I've been collecting since '91, and while I couldn't begin to estimate how much my SWs cost over the years, I can take a stab at the cost of every WD since then(approx €1000), about 25 Inquisitor models and bits to convert them(approx €600), close to fifty BL publications (approx €600), various painting and modelling equipment(approx €200), t-shirts of various sizes(approx €150), various new rule books as published(approx €250), models I bought just because they were cool looking, such as Meugan Ra, Tyrion and Teclis, original Calgar, Nurgle demon prince etc(approx €150)...

Shit, that's nearly three grand _without_ counting my army!:shok: I feel faint...


----------



## willem the beterthan (Dec 28, 2008)

iv spent like 110$ us i am 

i got most of my stuf discount

cadians 20 15$
cadians 20 free presant
tanith 13 15$
volstran oficers 2 4$
cimearas 25$
bits 10$ 
paints 7 $
sentanel power lifter 35$

i swaped 3 tanith for normal cadians and yoused the volstrans as sargents
i made a comand squad out of cadians and thats ware the bits came in


----------



## Djinn24 (Jan 12, 2008)

I suddenly do not feel so bad. Who here thinks that GW puts something in their pewter/plastics to make them more addictive :so_happy::scare:


----------



## Grik (Jul 28, 2008)

djinn24 said:


> I suddenly do not feel so bad. Who here thinks that GW puts something in their pewter/plastics to make them more addictive :so_happy::scare:


It's called Cocaine. It's a helluva drug!


----------



## Chaosftw (Oct 20, 2008)

I don't want to think about it... all I can say is my wife would not approve.

Chaosftw


----------



## Djinn24 (Jan 12, 2008)

Chaosftw said:


> I don't want to think about it... all I can say is my wife would not approve.
> 
> Chaosftw


Straight up QFT!


----------



## hells_fury (Apr 17, 2008)

lmao im depressed now that i know how much ive spent in 7 months

roughly $200 on paints and modeling stuff (green stuff and paints)
$120 on rule book and codex
and roughly $700 on the models building me up to rougly 1750 points and some of my stuff came of Ebay

total is roughly $1020 :shok:


----------



## chromedog (Oct 31, 2007)

All up, in 21 years in "the GW hobby", around $5-7000.

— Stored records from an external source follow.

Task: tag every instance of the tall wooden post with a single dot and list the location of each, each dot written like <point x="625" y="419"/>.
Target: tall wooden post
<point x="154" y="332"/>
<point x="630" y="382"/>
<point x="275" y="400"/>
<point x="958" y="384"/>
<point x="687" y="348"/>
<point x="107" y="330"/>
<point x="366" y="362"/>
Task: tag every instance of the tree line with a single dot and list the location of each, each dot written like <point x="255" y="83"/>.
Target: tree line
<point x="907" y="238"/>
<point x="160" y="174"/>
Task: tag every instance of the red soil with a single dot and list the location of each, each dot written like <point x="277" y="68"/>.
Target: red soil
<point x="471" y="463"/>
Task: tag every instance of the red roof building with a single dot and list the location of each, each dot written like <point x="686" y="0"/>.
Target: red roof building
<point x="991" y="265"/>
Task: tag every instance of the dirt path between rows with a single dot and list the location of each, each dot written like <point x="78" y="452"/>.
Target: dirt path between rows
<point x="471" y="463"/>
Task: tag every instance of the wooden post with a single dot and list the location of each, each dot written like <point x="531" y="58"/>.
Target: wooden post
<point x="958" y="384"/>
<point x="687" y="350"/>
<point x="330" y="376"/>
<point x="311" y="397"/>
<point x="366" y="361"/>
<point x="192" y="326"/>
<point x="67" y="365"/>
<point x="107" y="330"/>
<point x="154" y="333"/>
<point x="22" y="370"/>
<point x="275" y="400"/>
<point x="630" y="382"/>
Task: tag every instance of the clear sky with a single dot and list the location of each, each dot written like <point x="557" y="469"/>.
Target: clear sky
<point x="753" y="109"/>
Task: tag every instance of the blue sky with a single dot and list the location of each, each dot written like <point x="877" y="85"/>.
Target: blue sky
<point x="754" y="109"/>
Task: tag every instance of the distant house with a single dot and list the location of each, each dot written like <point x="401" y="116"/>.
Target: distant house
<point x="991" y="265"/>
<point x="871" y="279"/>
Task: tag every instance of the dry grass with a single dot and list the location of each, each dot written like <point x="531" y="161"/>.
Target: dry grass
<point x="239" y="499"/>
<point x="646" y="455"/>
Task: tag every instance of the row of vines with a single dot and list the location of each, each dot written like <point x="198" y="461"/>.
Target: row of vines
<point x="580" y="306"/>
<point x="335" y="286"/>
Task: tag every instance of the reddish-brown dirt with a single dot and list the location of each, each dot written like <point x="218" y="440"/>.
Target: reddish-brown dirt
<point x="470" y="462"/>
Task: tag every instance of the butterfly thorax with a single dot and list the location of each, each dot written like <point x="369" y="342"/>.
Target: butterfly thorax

This does include side branches of 40k, such as Inquisitor, Necromunda and BFG, and also includes the current and previous 4 editions (counting ALL of RT as one edition, despite frequent additions and changes.). I'm careful where and how I get my stuff. I like to hit the 2nd hand stuff tables at tourneys - many, many great bargains (metal oop large pieces, like boxy SM dreads for less than 30% rrp).

Not so much, really. I have no great desire to purchase the FWcrack - and in any case, the wife has forbad me doing so.


----------



## Abomination (Jul 6, 2008)

About £200 on my Space Marines and £70-ish on my Tau.


----------



## Trevor Drake (Oct 25, 2008)

at current count today on my current army of orks i have spent $162, and thats for mabye half an army done sparringly. Then again, i only buy stuff that is easy and affordable, as well as i make army lists before i invest in the bulk of an army lol. 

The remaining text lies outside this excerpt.